Part 2 lesson 11 wiki

surmenok · April 10, 2018, 3:22am

I guess if we always use teacher forcing then the model will learn well how to predict the next word but will fail to learn to remember hidden state of the decoder for longer. E.g. if word #5 depends on word #1 then the model should learn to keep necessary info up to word #5 to be able to produce it correctly.

ravijain · April 10, 2018, 3:23am

According to the code, jeremy’s using encoder outputs weighted average as opposed to hidden states weighted average as a final hidden state used by the decoder?

fmichaelkunz · April 10, 2018, 3:25am

Comment / Digression: The German " Er lietbe zu essen " does indeed mean " He loved to eat" however, in spoken German, the passive form is more often used. Hence, if this was a spoken language translator (memory recalls), the person would need to say " Er hat zu essen geliebt." We would never pick that up from a text corpus.

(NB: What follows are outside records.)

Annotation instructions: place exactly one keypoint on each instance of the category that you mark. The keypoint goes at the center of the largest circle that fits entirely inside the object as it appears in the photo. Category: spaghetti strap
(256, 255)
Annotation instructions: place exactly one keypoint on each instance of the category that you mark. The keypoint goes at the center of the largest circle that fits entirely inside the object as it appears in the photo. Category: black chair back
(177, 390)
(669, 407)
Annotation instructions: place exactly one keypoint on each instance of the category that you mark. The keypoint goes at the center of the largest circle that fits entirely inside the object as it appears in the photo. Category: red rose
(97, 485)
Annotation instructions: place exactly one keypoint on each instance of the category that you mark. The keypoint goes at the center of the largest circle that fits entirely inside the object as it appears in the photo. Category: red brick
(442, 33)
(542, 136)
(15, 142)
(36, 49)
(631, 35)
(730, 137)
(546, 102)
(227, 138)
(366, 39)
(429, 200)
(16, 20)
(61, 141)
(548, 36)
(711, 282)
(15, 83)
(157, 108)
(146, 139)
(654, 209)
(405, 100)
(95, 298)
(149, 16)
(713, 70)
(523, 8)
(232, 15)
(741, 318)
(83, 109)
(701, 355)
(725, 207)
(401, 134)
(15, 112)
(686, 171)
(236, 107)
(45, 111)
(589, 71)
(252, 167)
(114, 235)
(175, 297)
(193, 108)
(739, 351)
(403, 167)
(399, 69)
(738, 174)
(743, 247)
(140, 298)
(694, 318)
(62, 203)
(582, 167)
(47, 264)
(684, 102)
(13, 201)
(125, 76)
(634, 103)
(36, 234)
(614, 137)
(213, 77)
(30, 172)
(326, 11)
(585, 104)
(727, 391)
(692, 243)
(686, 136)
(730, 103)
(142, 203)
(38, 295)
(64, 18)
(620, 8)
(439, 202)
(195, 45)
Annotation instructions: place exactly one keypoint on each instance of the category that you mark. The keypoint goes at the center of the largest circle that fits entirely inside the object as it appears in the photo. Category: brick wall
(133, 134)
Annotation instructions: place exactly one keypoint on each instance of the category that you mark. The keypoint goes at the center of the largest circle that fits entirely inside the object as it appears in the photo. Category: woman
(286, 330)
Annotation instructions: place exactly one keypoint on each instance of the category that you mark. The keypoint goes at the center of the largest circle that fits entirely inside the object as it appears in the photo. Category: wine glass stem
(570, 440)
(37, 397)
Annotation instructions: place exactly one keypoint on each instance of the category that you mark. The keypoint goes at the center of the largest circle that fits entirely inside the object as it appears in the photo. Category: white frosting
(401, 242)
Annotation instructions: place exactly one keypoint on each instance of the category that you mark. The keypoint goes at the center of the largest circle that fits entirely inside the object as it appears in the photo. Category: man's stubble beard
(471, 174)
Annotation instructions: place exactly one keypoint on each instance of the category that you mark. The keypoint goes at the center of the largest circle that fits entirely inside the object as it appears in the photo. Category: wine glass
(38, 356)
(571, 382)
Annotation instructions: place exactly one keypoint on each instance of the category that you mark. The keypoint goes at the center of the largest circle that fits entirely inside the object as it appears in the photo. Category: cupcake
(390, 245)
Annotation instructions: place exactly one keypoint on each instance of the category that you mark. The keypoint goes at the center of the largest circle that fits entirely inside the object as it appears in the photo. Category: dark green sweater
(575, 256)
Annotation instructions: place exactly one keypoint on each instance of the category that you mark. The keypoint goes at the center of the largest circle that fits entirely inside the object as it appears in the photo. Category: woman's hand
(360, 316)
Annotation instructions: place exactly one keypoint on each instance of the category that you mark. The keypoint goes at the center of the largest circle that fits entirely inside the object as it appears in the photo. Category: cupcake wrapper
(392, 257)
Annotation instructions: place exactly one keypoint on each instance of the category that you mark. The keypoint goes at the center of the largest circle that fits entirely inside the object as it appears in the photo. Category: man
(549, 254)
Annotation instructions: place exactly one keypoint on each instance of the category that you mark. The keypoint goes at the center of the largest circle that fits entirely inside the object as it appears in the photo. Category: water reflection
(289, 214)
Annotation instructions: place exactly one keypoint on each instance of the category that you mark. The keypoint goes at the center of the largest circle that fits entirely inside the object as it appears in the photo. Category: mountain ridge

surmenok · April 10, 2018, 3:27am

A similar, but probably more powerful, idea is to use beam search: get top N predictions for word1, then try to predict the word2 using all N word1guesses, get top N of every word2 predictions. By now you have N^2 pairs of word1 and word2 predictions. Then sort them by probability, reduce to N best options, predict word3 for each N options, …
This approach doesn’t have a drawback of using not the best prediction. At the same time it helps to avoid the case when some word in the middle of the sequence is predicted incorrectly and it screws up the rest of the sequence.

emilmelnikov · April 10, 2018, 3:27am

Why use tanh instead of ReLU in the attention mini-net?

Ducky · April 10, 2018, 3:28am

Where is the loss function for the attentional NN?

snagpaul · April 10, 2018, 3:29am

Could I think of attention as training a classifier for which words in ‘German’ map to which words in ‘English’?

ananda_seelan · April 10, 2018, 3:29am

It is learned along with the encoder-decoder. Hence the loss is the decoder loss I presume.

snagpaul · April 10, 2018, 3:29am

Loss is where the label is, so probably the same loss that we had before. No special loss.

emilmelnikov · April 10, 2018, 3:30am

I guess the attentional net is integrated into the seq2seq model, so it uses the same loss.

jonathanmist · April 10, 2018, 3:30am

Are the attention weights learned per word in the vocabulary or per word position?

narvind2003 · April 10, 2018, 3:30am

The loss fn is for the overall net (end-to-end) - the same reason we don’t have separate loss fns for each layer.

kmatsuda · April 10, 2018, 3:31am

For the softmax, does the width (number of classes) it outputs determines how many timesteps to weight over? If so, how wide is it?

chunduri · April 10, 2018, 3:31am

Why accuracy is not measured here?

narvind2003 · April 10, 2018, 3:31am

how would you measure accuracy?

ananda_seelan · April 10, 2018, 3:32am

I highly recommend this brilliant talk[1] by Stephen Merity on the significance of attention and what it generally does to a network. Also he talks about regularization and AWD LSTM.

[1] - Stephen Merity, Attention and Memory in Deep Learning Networks, https://www.youtube.com/watch?v=uuPZFWJ-4bE&t=1261s

chunduri · April 10, 2018, 3:33am

I guess, by comparing those translations which are correct vs total

emilmelnikov · April 10, 2018, 3:34am

Check the BLEU score, it discusses how you can measure the translation “quality” without resorting to exact comparison (which is almost always too much to ask).

Ducky · April 10, 2018, 3:36am

So… there is no line of code which points out the weights, but it’s magic in Parameter which tells PyTorch “hey, this is part of the thing you need to optimize with the overall loss function”, I think.

Deb · April 10, 2018, 3:36am

Why do we call this end to end but not the previous one which differs by just couple of layers from the previous?